I'm pretty sure that, as you said, the bulk of the calculation time happens in interpolate.map_coordinates(…), which gets called once for every iteration on center_points, here 10,000 times. Generally, working with the numpy/scipy stack, you want the repetitive task over a large array to happen in native Numpy/Scipy functions -- i.e. in a C loop over homogeneous data -- as opposed to explicitely in Python.
One strategy that might speed up the interpolation, but that will also increase the amount of memory used, is :
First, fetch all the subimages (here named masked_image) in a 3-dimensional array (window_radius x window_radius x center_points.size)

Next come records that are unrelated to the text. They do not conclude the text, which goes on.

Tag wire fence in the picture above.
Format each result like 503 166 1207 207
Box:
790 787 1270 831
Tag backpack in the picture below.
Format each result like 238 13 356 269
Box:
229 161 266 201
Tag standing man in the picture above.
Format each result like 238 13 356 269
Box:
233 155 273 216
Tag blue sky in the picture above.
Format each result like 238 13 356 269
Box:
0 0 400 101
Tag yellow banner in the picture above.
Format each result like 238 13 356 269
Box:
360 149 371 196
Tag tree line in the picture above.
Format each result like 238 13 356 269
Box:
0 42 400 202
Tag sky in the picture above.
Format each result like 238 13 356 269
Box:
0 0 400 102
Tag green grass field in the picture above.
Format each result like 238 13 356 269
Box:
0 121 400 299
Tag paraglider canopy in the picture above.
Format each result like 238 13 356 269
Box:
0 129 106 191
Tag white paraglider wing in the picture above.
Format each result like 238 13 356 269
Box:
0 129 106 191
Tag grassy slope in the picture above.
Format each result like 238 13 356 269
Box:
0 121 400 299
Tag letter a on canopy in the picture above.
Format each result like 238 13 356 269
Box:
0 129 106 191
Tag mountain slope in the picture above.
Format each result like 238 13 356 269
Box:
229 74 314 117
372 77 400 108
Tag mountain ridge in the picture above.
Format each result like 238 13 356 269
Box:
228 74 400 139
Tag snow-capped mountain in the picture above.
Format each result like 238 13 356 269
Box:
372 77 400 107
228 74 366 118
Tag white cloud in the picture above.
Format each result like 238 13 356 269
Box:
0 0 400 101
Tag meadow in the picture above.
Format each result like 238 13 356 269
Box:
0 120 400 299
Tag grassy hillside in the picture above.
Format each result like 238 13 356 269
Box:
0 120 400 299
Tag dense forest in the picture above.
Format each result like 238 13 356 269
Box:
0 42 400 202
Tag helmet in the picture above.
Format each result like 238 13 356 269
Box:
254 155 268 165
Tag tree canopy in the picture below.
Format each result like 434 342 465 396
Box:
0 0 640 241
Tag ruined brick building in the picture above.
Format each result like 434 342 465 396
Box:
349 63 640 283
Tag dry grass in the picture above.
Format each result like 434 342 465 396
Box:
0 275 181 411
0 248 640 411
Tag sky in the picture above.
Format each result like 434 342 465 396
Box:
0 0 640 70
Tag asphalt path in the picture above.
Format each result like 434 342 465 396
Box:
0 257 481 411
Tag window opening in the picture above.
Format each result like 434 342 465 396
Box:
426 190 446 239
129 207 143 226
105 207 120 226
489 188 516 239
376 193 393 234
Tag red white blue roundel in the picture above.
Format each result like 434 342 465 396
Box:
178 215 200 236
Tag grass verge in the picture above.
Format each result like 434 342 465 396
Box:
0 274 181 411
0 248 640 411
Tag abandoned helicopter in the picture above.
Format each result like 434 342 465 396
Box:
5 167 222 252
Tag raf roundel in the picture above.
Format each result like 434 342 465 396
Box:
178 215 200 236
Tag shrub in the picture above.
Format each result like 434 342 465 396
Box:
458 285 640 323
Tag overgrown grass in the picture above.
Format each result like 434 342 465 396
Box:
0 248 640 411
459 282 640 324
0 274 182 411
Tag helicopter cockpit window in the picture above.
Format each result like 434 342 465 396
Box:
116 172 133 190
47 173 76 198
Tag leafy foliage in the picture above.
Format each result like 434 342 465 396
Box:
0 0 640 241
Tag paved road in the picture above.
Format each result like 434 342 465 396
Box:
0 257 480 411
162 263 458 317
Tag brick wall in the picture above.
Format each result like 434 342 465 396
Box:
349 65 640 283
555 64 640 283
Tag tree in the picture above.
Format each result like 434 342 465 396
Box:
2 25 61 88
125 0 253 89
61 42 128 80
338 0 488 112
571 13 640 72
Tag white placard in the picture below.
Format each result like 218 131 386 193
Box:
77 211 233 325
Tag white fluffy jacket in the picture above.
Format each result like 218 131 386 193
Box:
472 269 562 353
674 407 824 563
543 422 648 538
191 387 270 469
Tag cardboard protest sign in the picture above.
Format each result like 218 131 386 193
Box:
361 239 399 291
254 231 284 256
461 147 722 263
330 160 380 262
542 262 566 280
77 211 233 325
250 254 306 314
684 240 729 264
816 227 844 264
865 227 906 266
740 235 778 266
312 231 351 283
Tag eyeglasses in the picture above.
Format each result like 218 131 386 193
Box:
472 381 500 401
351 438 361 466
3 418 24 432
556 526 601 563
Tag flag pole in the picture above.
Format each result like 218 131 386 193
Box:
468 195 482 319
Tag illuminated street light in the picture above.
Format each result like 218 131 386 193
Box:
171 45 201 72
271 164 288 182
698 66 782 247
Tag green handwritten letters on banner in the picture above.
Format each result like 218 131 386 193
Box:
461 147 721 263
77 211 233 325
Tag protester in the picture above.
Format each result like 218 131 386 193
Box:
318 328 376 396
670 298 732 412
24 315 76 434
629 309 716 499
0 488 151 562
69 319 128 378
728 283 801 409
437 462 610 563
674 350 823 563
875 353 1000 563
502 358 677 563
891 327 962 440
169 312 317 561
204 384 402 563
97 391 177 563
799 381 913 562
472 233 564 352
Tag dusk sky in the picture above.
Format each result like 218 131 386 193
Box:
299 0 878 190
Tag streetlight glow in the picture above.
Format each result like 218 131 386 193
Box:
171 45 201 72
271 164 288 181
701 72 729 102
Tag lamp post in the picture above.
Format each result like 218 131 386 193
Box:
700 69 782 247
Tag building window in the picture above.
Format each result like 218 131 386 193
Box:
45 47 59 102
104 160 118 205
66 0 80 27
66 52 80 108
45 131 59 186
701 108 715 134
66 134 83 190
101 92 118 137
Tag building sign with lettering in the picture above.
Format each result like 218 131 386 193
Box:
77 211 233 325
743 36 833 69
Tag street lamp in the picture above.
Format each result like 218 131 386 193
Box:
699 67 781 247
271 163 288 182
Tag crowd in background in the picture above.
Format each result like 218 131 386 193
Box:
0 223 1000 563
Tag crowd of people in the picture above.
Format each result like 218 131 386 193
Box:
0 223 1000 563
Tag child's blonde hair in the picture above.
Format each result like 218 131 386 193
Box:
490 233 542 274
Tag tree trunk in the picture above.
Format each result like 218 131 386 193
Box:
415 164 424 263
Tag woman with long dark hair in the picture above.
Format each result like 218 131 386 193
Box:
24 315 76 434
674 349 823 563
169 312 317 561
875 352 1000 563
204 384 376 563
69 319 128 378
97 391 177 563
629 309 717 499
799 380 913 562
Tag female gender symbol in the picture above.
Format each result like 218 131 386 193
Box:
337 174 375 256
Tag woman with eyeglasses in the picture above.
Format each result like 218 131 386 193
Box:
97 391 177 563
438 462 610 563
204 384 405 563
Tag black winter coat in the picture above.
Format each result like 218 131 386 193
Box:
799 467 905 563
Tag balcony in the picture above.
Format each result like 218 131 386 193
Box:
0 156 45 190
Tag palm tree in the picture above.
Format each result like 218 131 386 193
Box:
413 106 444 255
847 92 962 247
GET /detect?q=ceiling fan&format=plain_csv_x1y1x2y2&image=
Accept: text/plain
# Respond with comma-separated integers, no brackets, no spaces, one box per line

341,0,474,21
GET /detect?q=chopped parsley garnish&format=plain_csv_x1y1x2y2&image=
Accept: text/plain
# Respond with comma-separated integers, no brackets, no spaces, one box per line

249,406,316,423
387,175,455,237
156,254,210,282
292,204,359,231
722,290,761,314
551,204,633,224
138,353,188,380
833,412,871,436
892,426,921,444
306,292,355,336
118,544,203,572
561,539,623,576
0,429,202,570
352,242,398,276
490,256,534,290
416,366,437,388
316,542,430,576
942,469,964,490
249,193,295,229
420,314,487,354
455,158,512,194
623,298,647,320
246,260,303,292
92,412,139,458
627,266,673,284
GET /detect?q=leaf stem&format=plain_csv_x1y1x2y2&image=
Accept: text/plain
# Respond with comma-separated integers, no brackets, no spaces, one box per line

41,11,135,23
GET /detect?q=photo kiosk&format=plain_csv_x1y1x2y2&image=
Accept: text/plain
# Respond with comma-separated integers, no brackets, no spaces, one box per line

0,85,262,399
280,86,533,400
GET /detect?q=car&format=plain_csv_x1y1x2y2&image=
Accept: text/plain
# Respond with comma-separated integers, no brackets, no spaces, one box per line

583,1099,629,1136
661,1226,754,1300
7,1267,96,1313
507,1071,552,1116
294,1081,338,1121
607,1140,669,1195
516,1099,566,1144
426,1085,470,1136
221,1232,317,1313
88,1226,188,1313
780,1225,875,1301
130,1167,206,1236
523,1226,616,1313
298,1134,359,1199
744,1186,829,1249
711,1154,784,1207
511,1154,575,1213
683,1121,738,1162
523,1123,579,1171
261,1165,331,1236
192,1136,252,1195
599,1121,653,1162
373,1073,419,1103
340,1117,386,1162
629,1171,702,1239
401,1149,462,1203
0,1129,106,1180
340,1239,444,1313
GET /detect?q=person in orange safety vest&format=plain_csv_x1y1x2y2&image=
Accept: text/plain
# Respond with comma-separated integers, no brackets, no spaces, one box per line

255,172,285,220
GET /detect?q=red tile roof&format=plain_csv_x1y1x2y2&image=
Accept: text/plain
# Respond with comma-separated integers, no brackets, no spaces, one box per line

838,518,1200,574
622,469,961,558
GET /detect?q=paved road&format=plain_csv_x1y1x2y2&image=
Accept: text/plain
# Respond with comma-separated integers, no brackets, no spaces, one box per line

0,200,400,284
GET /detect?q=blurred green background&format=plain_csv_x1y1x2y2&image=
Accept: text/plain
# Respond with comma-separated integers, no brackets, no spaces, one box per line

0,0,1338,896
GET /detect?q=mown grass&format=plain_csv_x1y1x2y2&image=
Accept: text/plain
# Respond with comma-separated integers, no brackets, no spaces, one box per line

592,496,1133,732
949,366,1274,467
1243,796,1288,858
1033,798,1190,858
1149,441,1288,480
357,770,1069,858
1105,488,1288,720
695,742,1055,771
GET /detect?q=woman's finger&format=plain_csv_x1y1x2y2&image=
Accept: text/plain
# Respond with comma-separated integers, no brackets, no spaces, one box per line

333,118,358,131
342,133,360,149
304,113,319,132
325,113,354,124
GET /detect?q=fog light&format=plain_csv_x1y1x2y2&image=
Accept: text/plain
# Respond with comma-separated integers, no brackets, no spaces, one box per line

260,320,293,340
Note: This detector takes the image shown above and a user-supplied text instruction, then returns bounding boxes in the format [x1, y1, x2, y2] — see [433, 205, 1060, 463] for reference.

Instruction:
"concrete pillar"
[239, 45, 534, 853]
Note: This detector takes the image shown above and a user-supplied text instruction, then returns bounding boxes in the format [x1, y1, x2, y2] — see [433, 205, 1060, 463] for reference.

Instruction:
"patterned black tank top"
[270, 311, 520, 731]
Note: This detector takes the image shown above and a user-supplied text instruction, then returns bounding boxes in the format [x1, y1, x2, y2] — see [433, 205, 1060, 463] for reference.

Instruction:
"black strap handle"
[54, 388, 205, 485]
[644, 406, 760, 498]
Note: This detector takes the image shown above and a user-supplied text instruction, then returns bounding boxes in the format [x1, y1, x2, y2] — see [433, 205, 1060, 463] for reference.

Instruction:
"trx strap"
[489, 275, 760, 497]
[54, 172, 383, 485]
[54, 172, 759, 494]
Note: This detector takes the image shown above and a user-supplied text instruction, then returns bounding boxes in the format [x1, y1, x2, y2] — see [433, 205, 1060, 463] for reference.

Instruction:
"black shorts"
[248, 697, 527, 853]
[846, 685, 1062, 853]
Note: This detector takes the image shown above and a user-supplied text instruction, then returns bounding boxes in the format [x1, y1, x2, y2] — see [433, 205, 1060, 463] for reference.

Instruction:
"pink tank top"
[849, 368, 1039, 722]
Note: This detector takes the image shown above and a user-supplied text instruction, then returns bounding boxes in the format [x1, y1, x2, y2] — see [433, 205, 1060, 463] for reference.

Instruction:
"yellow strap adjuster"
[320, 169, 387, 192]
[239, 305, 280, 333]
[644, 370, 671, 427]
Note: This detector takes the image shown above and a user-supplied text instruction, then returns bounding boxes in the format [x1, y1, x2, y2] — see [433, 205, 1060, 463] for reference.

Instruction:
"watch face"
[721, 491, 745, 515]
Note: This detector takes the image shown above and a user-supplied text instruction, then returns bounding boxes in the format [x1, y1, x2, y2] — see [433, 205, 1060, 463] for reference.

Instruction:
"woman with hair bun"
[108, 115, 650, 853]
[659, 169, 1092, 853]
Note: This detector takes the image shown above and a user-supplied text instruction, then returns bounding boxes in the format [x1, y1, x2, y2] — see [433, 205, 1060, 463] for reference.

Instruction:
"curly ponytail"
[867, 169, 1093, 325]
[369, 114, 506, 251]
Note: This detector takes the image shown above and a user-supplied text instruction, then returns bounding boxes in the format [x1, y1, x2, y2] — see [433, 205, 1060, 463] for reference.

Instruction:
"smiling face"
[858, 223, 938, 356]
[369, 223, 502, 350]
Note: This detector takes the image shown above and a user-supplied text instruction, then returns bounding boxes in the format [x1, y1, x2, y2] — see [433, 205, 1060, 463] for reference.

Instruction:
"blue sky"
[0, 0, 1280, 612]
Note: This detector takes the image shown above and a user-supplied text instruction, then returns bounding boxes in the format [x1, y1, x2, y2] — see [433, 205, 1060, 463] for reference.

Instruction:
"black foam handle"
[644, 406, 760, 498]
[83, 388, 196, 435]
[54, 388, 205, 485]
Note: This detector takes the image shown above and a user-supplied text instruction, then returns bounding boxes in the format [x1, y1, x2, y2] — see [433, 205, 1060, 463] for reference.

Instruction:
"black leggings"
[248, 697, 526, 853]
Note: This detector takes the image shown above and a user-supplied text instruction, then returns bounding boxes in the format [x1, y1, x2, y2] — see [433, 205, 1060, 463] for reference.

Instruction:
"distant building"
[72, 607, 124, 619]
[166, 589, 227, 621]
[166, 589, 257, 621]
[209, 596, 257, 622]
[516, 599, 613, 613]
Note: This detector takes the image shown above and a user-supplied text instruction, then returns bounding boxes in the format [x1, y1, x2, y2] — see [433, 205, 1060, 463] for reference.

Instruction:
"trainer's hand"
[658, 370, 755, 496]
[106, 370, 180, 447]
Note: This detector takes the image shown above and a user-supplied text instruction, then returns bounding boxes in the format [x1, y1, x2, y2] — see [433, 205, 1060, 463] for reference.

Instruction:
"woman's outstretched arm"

Make a ufunc (read that, it's useful) that wraps the work that has to be done on each subimage, using numpy.frompyfunc, which should return another 3-dimensional array (subgrid_radius[0] x subgrid_radius[1] x center_points.size). In short, this creates a vectorized version of the python function, that can be broadcast element-wise on an array.
Build the final image by summing over the third dimension.
Hope that gets you closer to your goals!